Wed., Attorney Anabel Dwyer, an adjunct professor of law in at Cooley Law School in Lansing, Mich., testified for the defense. Trying to work within the court's extreme restrictions, Dwyer attempted to explain the genocidal power of H-bombs and the governing power of treaties when conflicts arise between federal statutes and the law of nations.
Defense attorney Kary Love asked, "What advice did you give the defendants regarding U.S. law applicable to ELF?" "That the general 'protection of property' statues did not apply to a nuclear weapons system such as ELF. That 18 USC [United States Code] 2441, the U.S. law on war crimes applies," Dwyer said. "That because of the nature of ELF, the threat it poses is a war crime, and therefore it would be lawful to use reasonable force to stop that threat."
Objections from the government moved the Magistrate to order the jury to disregard most such answers. The court's order "in limine" so hemmed-in Dwyer's responses -- like reading a paragraph without nouns -- that the jury may have been left with the impression that the defense was unsound. The jury deliberated less than three hours.
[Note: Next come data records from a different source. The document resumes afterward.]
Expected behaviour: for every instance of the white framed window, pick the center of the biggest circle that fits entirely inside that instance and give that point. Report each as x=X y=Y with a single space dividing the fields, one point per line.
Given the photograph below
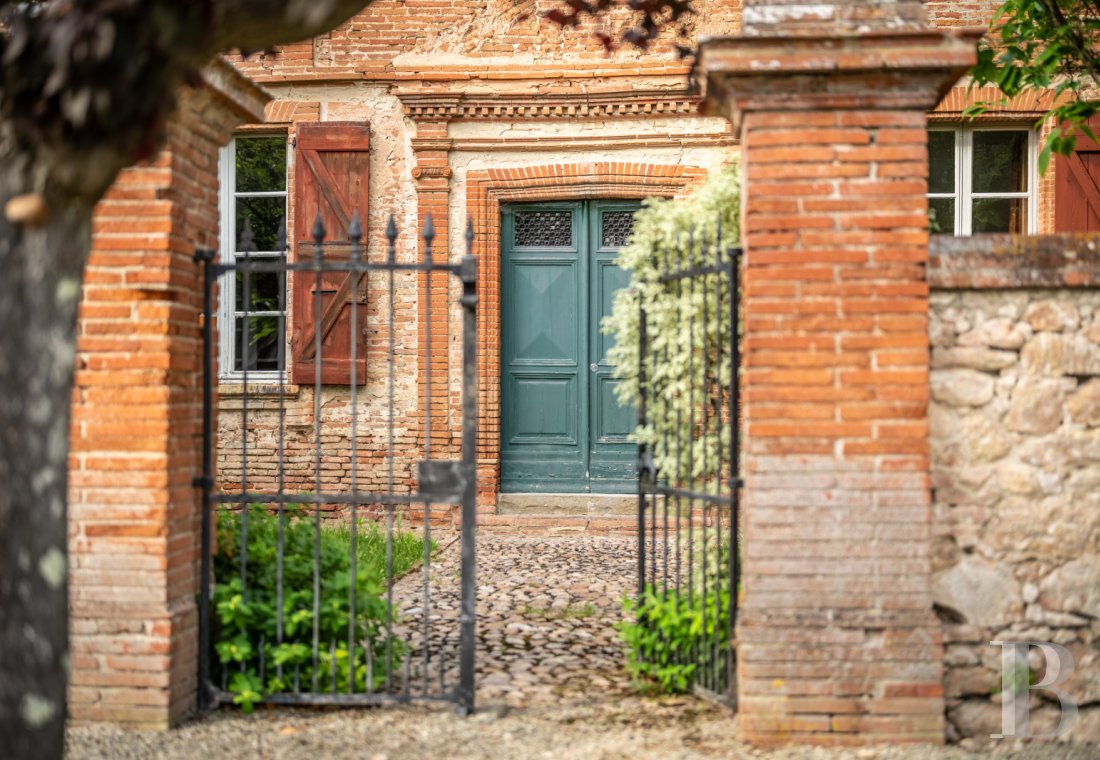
x=253 y=190
x=981 y=179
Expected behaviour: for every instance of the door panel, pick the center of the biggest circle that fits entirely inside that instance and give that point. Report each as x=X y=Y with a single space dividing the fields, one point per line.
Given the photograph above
x=562 y=428
x=542 y=349
x=545 y=328
x=611 y=454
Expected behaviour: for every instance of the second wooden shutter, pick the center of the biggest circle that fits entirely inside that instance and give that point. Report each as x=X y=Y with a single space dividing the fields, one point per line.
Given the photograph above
x=330 y=178
x=1077 y=187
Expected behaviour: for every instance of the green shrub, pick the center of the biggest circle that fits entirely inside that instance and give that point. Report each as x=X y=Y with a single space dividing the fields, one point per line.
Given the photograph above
x=672 y=636
x=245 y=623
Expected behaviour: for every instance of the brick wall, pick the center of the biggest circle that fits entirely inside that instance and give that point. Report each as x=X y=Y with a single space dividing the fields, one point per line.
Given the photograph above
x=1015 y=466
x=837 y=642
x=136 y=411
x=425 y=42
x=459 y=166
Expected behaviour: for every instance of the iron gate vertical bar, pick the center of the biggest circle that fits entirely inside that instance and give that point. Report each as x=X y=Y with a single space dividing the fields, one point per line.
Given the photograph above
x=733 y=265
x=429 y=235
x=318 y=233
x=206 y=481
x=468 y=619
x=642 y=466
x=355 y=235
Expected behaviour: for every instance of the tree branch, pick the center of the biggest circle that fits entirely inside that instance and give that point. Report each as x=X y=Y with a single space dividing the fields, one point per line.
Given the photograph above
x=257 y=24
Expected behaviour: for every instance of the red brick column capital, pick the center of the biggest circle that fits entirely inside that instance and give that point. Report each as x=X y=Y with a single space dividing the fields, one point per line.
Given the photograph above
x=899 y=70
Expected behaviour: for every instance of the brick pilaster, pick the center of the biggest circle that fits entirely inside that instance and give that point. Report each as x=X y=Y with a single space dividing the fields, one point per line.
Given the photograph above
x=837 y=640
x=432 y=175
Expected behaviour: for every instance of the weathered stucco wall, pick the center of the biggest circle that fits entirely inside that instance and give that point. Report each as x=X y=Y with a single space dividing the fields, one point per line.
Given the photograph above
x=1015 y=443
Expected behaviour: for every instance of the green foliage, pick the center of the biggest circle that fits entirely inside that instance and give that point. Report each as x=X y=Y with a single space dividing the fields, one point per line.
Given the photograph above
x=1045 y=44
x=674 y=632
x=245 y=625
x=668 y=235
x=673 y=636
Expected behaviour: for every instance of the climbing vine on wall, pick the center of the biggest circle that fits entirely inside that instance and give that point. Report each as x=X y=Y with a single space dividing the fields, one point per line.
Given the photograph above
x=688 y=327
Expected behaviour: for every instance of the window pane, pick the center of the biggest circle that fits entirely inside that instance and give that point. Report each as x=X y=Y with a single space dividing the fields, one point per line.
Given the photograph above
x=999 y=215
x=261 y=164
x=264 y=339
x=942 y=216
x=1000 y=162
x=264 y=289
x=265 y=215
x=941 y=162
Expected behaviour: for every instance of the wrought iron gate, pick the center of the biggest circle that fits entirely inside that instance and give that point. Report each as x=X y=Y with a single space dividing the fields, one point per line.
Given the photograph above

Closing arguments were presented by defense attorneys Margaret Danielson of the Univ. of Wisc. Legal Defense Program representing Bonnie Urfer, and Kary Love, of Holland Michigan representing Michael Sprong. Danielson reminded jurors that "What is yours to decide is whether the defendants believed their act to be lawful." Love rebutted the government's assertion that property rights are the first lessons we learn as children. Love said, "'Thou shall not kill,' is an earlier lesson learned and one that is far more fundamental to our humanity than respect for mere things."